2. The driver can only use a wireless telecommunication device while the bus is in motion as a two-way radio to allow live communications between the driver and school and public safety officials
When the Hands-Free law takes effect July 1, the Georgia Department of Public Safety and local law enforcement have the option to issue warnings for violations as part of the effort to educate and to help motorists adapt to the new law. However, citations can and will be issued starting July 1 for any violation of the Hands-Free Law, including those where the violation involves a traffic crash. There is not a 90-day grace period provision in the Hands-Free Law.
FREQUENTLY ASKED QUESTIONS
Why is this law needed in Georgia?
Our state has seen significant increases in vehicle traffic crashes, fatalities and bodily injury. The vast majority of these increases have been in rear-end crashes, single-car crashes and crashes by drivers from 15 to 25-years-old. State and local law enforcement have stated that these incidents are a clear indication of driver inattention. The 15 states that have passed hands-free driving laws saw a 16 percent decrease in traffic fatalities in the two years after the law was passed. In addition, traffic fatalities were reduced even further in subsequent years.
Could I still talk on my phone while driving?
Yes, as long as it is done hands-free. Drivers would be able to use their phone’s speakerphone, Bluetooth technology, an earpiece, a headphone or other device to allow them to communicate on a hands-free basis.
Could I touch my cellphone to dial a number or receive or end a call?
Yes. The law would simply prohibit drivers from holding or supporting the phone.
Would I be required to purchase a hands-free accessory, such as a mount or bracket?
No. The proposed law simply states that a driver cannot hold or support a mobile phone. A phone can be left on a vehicle’s console, a front seat, etc. However, for the safety of all Georgians, state and local law enforcement recommend the purchase and use of a hands-free device if using a mobile phone while driving.
My vehicle does not have Bluetooth technology/capability. How could I comply with the law?
Many online retailers offer a Bluetooth adapter for vehicles without Bluetooth or similar technology built into the vehicle. These adapters can be found at local retailers or online by searching “Bluetooth hands-free car kit” in an internet search engine.
What would the fines/penalties be?
· First conviction: $50, one point on a license;
· Second conviction: $100, two points on a license;
Third and subsequent convictions: $150, three points on a license.
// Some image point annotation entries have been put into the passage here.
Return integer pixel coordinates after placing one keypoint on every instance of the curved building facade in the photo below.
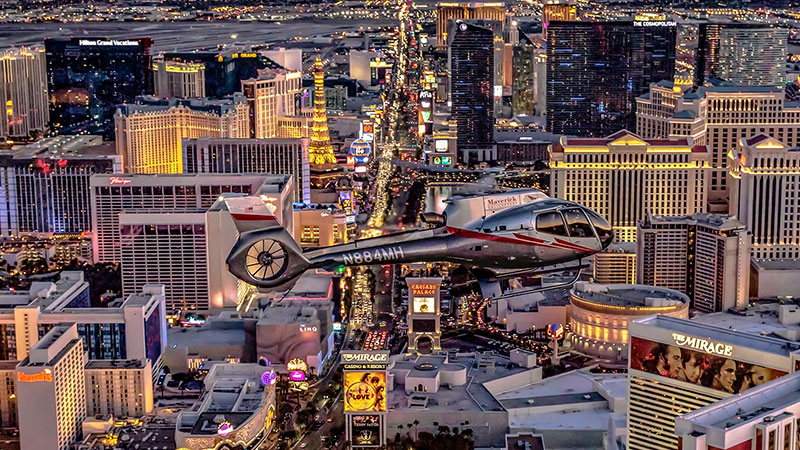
(600, 313)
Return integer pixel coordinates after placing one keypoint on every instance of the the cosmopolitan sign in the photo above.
(654, 23)
(703, 345)
(107, 43)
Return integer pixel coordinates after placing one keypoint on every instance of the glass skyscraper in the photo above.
(595, 70)
(473, 74)
(749, 54)
(88, 77)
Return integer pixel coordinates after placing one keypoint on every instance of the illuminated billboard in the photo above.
(364, 391)
(366, 430)
(424, 305)
(710, 368)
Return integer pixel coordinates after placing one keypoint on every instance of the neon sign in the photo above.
(297, 364)
(365, 357)
(118, 180)
(224, 428)
(269, 377)
(423, 289)
(703, 345)
(44, 376)
(297, 375)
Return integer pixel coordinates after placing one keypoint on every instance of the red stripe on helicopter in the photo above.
(490, 237)
(521, 239)
(558, 244)
(253, 217)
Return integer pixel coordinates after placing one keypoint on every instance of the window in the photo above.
(578, 224)
(551, 223)
(604, 231)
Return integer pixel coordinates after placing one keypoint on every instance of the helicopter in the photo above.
(533, 231)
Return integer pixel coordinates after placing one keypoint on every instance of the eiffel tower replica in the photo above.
(320, 152)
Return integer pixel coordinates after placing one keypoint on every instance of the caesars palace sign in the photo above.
(703, 345)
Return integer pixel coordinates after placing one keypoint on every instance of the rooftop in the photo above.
(581, 395)
(777, 264)
(625, 137)
(762, 319)
(470, 397)
(722, 222)
(629, 295)
(115, 364)
(150, 104)
(753, 405)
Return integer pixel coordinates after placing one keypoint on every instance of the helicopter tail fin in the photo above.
(265, 255)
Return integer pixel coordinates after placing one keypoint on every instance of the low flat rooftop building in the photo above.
(572, 410)
(450, 391)
(236, 409)
(758, 418)
(775, 318)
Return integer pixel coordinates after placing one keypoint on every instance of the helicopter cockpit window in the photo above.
(551, 223)
(578, 224)
(604, 231)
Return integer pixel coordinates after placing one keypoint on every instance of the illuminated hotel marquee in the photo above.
(704, 345)
(44, 376)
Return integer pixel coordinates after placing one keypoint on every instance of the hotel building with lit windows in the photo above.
(624, 176)
(705, 256)
(149, 131)
(616, 264)
(23, 92)
(677, 366)
(448, 12)
(672, 111)
(601, 313)
(273, 94)
(750, 54)
(285, 156)
(121, 388)
(718, 116)
(134, 328)
(50, 386)
(174, 79)
(176, 230)
(174, 193)
(765, 187)
(44, 186)
(320, 227)
(767, 416)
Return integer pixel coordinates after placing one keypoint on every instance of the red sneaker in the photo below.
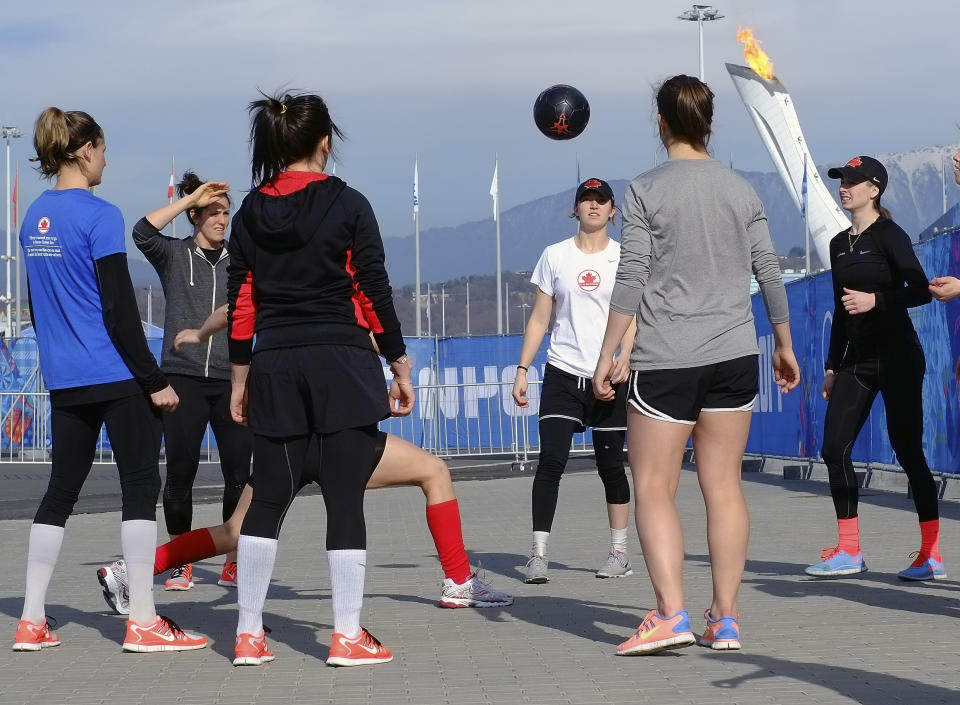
(163, 635)
(251, 650)
(363, 650)
(33, 637)
(228, 576)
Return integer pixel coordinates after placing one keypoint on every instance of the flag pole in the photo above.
(806, 228)
(416, 239)
(495, 192)
(16, 259)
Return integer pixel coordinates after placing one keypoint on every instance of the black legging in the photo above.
(345, 461)
(133, 426)
(202, 401)
(899, 380)
(556, 434)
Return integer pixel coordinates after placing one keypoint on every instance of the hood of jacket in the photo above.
(281, 221)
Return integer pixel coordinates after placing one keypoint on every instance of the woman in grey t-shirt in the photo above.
(693, 233)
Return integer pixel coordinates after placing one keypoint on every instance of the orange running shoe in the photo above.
(363, 650)
(33, 637)
(228, 576)
(722, 634)
(163, 635)
(657, 633)
(180, 579)
(251, 650)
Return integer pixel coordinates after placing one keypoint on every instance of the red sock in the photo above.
(849, 531)
(443, 521)
(930, 539)
(188, 548)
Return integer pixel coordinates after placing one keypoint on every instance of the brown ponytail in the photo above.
(686, 105)
(58, 135)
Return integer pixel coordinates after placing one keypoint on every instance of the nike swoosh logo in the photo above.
(347, 643)
(165, 637)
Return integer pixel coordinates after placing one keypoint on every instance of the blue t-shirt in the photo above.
(62, 234)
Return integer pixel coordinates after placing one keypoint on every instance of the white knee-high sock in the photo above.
(255, 558)
(540, 539)
(44, 548)
(138, 540)
(347, 571)
(618, 540)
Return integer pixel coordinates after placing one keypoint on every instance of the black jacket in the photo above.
(880, 261)
(307, 268)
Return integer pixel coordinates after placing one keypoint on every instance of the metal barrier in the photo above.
(493, 427)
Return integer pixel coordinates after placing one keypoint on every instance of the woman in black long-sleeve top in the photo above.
(874, 349)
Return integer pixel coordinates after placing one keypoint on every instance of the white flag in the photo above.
(416, 187)
(495, 190)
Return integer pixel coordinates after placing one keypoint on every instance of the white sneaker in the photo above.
(116, 591)
(474, 592)
(617, 566)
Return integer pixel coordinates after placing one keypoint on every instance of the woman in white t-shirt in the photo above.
(574, 280)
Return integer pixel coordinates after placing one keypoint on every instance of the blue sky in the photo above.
(455, 83)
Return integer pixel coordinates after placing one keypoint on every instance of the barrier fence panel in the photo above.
(464, 387)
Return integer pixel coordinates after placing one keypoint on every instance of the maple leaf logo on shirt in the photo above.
(588, 280)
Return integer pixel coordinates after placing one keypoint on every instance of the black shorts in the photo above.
(312, 466)
(567, 396)
(315, 389)
(679, 395)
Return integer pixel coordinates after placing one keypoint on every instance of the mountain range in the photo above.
(914, 197)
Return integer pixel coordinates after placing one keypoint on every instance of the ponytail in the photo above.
(285, 129)
(58, 135)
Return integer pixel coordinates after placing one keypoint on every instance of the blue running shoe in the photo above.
(923, 569)
(836, 563)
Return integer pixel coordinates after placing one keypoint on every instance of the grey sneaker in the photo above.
(536, 570)
(113, 580)
(617, 566)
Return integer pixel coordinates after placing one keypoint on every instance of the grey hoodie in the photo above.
(193, 288)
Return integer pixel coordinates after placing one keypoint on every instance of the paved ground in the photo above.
(871, 639)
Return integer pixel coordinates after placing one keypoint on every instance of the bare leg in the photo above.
(719, 440)
(403, 463)
(655, 451)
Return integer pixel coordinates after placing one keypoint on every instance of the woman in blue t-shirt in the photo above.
(98, 369)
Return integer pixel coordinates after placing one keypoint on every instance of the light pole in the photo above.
(701, 14)
(9, 133)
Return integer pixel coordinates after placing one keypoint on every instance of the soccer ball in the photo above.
(561, 112)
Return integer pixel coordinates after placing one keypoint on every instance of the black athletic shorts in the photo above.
(679, 395)
(315, 389)
(311, 470)
(567, 396)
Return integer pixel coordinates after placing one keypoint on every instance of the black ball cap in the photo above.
(598, 185)
(861, 169)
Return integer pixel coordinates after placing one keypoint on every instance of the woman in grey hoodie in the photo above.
(193, 274)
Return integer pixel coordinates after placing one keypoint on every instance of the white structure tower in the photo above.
(771, 109)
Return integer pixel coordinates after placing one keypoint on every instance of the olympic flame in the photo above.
(755, 57)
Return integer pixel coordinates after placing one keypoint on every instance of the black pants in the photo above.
(133, 426)
(344, 461)
(899, 380)
(556, 435)
(202, 401)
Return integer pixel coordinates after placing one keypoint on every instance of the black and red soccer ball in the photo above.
(561, 112)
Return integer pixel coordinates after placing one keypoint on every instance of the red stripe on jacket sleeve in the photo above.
(245, 311)
(362, 305)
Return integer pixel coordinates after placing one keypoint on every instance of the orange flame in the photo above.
(756, 57)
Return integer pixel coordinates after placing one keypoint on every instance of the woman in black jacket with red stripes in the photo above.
(307, 277)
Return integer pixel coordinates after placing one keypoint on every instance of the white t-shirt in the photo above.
(581, 285)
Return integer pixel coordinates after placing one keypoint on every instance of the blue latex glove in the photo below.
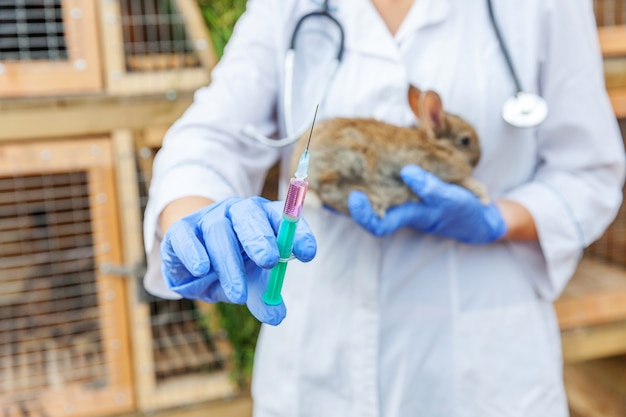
(445, 209)
(224, 252)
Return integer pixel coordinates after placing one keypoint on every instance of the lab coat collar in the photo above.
(366, 32)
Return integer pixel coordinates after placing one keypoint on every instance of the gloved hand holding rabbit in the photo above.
(388, 177)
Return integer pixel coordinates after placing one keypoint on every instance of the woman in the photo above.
(438, 309)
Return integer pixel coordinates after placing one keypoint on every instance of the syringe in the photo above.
(287, 229)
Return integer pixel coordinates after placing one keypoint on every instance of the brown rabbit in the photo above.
(349, 154)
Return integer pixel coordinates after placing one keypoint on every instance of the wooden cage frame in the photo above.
(121, 82)
(151, 394)
(80, 73)
(94, 156)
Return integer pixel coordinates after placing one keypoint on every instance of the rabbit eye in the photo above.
(464, 141)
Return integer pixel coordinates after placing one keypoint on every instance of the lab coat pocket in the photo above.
(509, 362)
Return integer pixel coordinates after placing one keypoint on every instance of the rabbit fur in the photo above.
(365, 154)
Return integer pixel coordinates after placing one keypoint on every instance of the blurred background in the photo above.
(87, 90)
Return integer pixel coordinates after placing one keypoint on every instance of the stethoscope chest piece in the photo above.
(525, 110)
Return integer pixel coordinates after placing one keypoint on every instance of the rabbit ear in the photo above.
(428, 108)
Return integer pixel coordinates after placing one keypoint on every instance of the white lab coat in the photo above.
(413, 325)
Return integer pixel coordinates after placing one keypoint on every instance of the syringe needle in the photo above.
(287, 229)
(312, 125)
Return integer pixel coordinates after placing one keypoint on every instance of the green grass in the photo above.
(220, 17)
(241, 327)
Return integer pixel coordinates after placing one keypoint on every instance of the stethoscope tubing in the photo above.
(294, 134)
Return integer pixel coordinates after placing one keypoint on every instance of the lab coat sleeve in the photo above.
(204, 153)
(577, 188)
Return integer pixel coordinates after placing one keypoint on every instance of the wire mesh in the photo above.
(49, 322)
(32, 30)
(185, 340)
(155, 36)
(60, 337)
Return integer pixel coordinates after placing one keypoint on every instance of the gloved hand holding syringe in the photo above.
(291, 215)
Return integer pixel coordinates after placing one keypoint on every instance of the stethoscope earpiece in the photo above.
(525, 110)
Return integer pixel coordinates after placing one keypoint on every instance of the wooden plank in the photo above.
(597, 388)
(21, 121)
(612, 40)
(596, 294)
(111, 288)
(618, 101)
(593, 342)
(131, 226)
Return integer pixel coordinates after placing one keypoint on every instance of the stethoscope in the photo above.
(294, 134)
(522, 110)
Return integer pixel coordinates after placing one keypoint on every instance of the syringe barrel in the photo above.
(295, 197)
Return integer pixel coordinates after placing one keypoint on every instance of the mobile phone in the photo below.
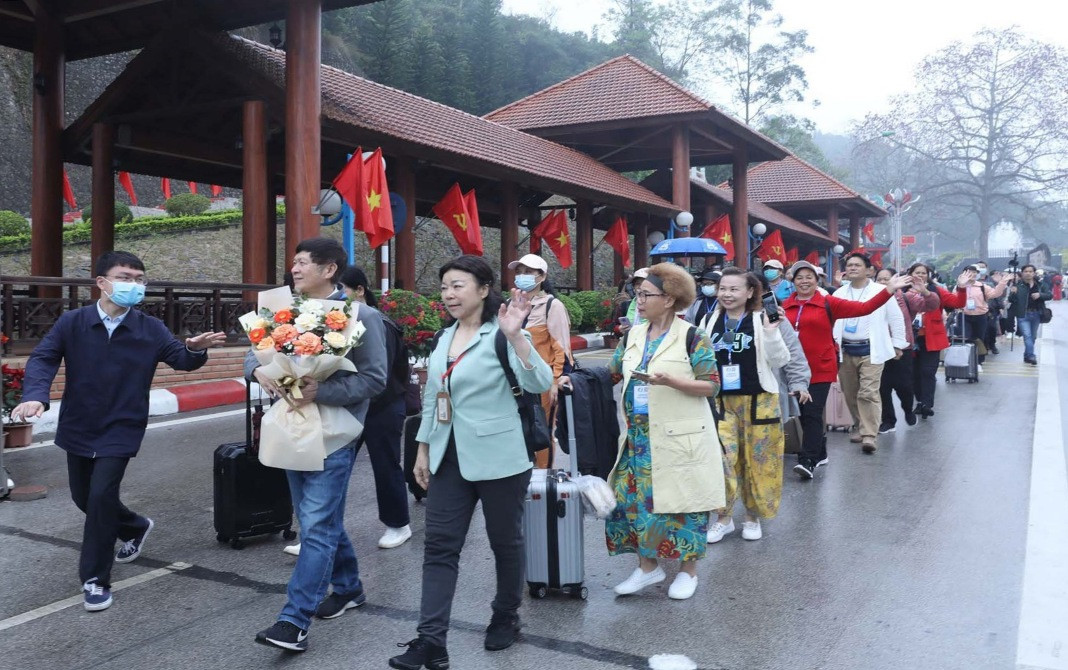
(770, 307)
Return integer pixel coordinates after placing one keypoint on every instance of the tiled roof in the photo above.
(763, 212)
(622, 88)
(412, 120)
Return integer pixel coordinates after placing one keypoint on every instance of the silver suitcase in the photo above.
(552, 527)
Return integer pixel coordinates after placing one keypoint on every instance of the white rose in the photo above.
(307, 322)
(335, 340)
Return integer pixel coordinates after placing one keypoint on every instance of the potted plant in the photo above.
(17, 434)
(420, 317)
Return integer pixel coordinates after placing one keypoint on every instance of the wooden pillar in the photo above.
(739, 213)
(254, 193)
(302, 107)
(404, 250)
(584, 245)
(46, 181)
(509, 231)
(641, 244)
(832, 230)
(103, 234)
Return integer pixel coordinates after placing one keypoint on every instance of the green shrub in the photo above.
(574, 311)
(13, 223)
(187, 204)
(123, 214)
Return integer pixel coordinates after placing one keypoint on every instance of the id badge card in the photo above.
(731, 377)
(444, 407)
(641, 399)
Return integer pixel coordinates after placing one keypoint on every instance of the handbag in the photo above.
(531, 414)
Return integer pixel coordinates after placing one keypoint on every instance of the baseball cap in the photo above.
(532, 261)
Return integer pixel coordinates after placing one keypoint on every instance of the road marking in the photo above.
(161, 424)
(33, 614)
(1042, 641)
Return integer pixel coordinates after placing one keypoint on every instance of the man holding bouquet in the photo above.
(327, 556)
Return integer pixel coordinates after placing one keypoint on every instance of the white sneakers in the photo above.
(639, 579)
(682, 588)
(718, 530)
(394, 538)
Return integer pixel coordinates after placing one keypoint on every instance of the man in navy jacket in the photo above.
(110, 352)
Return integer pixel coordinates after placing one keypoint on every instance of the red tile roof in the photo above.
(414, 121)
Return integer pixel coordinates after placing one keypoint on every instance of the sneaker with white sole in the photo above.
(682, 588)
(284, 635)
(131, 548)
(751, 530)
(394, 538)
(718, 530)
(97, 597)
(639, 579)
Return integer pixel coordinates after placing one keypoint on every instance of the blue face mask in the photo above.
(525, 282)
(126, 293)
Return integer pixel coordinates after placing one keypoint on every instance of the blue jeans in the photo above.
(1027, 326)
(327, 557)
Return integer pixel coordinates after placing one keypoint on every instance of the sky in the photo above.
(865, 51)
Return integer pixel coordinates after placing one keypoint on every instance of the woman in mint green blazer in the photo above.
(471, 449)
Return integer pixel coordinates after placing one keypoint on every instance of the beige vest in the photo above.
(687, 456)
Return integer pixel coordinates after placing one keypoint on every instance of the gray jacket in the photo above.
(352, 390)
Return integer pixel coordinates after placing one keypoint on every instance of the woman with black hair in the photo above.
(471, 449)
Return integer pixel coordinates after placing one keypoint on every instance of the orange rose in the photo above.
(284, 335)
(308, 344)
(335, 320)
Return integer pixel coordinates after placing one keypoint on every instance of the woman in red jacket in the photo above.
(813, 316)
(930, 337)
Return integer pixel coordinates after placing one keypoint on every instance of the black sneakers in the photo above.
(421, 653)
(501, 632)
(336, 604)
(284, 635)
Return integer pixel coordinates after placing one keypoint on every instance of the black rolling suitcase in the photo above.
(250, 498)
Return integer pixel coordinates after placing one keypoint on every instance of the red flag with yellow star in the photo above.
(720, 231)
(553, 232)
(452, 211)
(772, 248)
(378, 226)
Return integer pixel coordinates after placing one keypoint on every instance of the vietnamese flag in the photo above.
(720, 231)
(349, 184)
(553, 232)
(772, 248)
(474, 228)
(68, 192)
(378, 224)
(452, 211)
(617, 238)
(869, 231)
(127, 184)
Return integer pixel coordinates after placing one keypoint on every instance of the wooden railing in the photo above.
(31, 305)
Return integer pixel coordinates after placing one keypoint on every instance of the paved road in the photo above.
(911, 558)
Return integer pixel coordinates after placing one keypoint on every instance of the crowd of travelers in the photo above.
(711, 365)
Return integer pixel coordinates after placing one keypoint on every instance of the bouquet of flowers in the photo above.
(294, 338)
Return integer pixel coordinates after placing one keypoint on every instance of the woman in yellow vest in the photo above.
(669, 472)
(550, 330)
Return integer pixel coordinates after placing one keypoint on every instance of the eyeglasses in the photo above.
(642, 296)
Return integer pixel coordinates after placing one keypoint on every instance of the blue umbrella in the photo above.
(688, 247)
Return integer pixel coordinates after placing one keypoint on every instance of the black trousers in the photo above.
(94, 488)
(924, 369)
(896, 377)
(450, 504)
(814, 429)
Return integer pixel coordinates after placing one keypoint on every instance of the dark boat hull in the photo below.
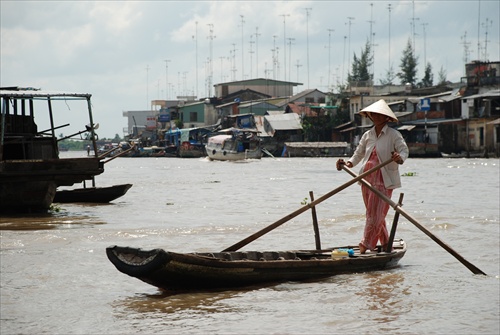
(92, 194)
(196, 271)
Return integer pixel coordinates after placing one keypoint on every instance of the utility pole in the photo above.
(196, 42)
(257, 52)
(425, 46)
(290, 40)
(307, 33)
(210, 62)
(413, 29)
(486, 25)
(147, 86)
(330, 31)
(166, 78)
(349, 48)
(466, 49)
(242, 50)
(251, 52)
(389, 68)
(372, 34)
(284, 44)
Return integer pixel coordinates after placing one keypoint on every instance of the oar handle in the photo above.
(301, 210)
(398, 209)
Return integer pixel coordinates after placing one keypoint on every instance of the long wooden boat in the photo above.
(173, 271)
(30, 167)
(92, 194)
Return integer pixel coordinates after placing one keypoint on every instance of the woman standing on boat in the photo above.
(378, 145)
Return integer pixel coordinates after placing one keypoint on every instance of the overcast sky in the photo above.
(126, 53)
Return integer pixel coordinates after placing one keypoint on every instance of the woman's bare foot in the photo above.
(362, 249)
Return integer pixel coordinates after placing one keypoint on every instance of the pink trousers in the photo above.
(376, 208)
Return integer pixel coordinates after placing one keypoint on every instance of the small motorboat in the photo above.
(92, 194)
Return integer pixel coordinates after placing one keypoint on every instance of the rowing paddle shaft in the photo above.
(301, 210)
(398, 209)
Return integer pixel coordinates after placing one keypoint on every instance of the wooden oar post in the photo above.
(398, 208)
(394, 224)
(315, 223)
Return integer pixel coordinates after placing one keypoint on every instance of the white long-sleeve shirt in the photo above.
(388, 141)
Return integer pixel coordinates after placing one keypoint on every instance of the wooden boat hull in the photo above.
(92, 194)
(197, 271)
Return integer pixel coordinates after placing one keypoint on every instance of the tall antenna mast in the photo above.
(466, 49)
(349, 47)
(413, 19)
(196, 38)
(479, 31)
(147, 86)
(372, 34)
(242, 51)
(486, 25)
(425, 46)
(210, 62)
(257, 52)
(330, 31)
(389, 8)
(307, 33)
(284, 44)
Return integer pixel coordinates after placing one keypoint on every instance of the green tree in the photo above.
(361, 66)
(408, 67)
(389, 77)
(427, 80)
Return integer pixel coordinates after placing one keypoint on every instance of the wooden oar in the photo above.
(398, 209)
(301, 210)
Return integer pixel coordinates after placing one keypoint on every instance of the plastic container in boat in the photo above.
(342, 252)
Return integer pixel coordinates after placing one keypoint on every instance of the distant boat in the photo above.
(92, 194)
(30, 166)
(234, 144)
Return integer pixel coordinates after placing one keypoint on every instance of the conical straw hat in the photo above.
(379, 107)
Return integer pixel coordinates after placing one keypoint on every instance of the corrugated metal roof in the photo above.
(29, 93)
(406, 128)
(317, 144)
(288, 121)
(492, 93)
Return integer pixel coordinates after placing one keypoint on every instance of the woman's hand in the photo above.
(397, 158)
(341, 162)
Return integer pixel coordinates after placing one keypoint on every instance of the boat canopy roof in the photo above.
(31, 93)
(218, 139)
(238, 130)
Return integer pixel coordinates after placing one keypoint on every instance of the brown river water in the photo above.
(56, 279)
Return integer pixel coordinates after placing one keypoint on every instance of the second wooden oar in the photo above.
(398, 209)
(301, 210)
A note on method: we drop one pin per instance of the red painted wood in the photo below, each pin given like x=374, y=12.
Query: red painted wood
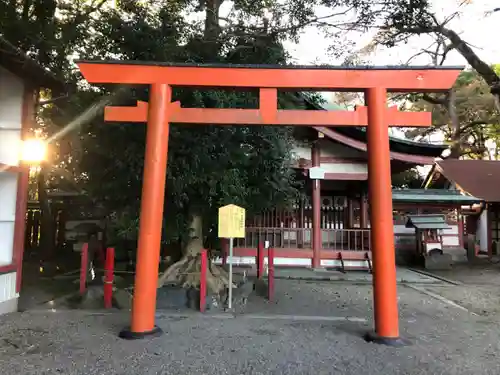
x=316, y=208
x=260, y=260
x=151, y=216
x=108, y=277
x=83, y=268
x=203, y=280
x=381, y=216
x=270, y=275
x=315, y=79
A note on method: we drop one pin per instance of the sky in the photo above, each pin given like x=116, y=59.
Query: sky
x=473, y=26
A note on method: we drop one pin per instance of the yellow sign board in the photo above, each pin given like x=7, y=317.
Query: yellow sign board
x=231, y=222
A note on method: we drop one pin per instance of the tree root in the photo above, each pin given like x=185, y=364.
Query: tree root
x=186, y=273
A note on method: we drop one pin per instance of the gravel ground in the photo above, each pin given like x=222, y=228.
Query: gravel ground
x=480, y=289
x=446, y=340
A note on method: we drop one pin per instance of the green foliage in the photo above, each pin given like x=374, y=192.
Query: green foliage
x=478, y=119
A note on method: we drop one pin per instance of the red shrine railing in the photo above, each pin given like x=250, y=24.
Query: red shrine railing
x=300, y=238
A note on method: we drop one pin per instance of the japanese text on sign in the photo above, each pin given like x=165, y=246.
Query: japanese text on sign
x=231, y=222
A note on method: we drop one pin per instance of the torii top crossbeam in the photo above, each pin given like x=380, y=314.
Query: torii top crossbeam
x=269, y=79
x=160, y=111
x=300, y=78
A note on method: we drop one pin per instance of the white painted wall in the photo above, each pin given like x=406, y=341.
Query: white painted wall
x=11, y=99
x=331, y=149
x=450, y=236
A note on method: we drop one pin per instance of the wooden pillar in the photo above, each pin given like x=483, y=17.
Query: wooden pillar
x=300, y=225
x=363, y=212
x=316, y=209
x=460, y=223
x=151, y=217
x=350, y=213
x=381, y=222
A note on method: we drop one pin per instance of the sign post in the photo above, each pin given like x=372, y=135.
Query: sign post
x=231, y=225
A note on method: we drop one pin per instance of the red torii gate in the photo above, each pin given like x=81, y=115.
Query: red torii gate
x=160, y=111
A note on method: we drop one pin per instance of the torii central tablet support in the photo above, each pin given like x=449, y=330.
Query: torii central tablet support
x=374, y=82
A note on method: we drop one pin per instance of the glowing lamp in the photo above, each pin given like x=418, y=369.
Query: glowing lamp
x=33, y=151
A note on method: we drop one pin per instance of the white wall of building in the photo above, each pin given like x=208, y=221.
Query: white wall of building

Could I listen to online radio apps while driving? (Updated information)****
A driver cannot touch their phone to activate or program a radio app while they are on the road (the road includes being stopped for traffic signals and stop signs). A driver can activate a radio app before getting on the road and listen to the programming. A driver can also listen to programming from their app if it is connected and controlled by the vehicle's stereo (radio), and the driver is not touching their phone while driving. We caution drivers that music streaming apps that also include video do violate the new law which specifically prohibits drivers from watching videos. The rule of thumb here is you can listen to your radio app as long as you do not touch your phone when driving on the road AND it's use does not distract the driver in any manner in the safe operation of their vehicle.
Could I listen to music stored on my mobile phone, thus not requiring an internet connection?
Yes, as long as the driver is not holding or supporting the phone.
Could I talk to someone via video telephony apps, such as FaceTime or Skype, if doing so “hands-free?”
No. The proposed hands-free driving law states that a driver shall not “record or broadcast a video” on any mobile phones, iPads, computers, etc. while operating a vehicle.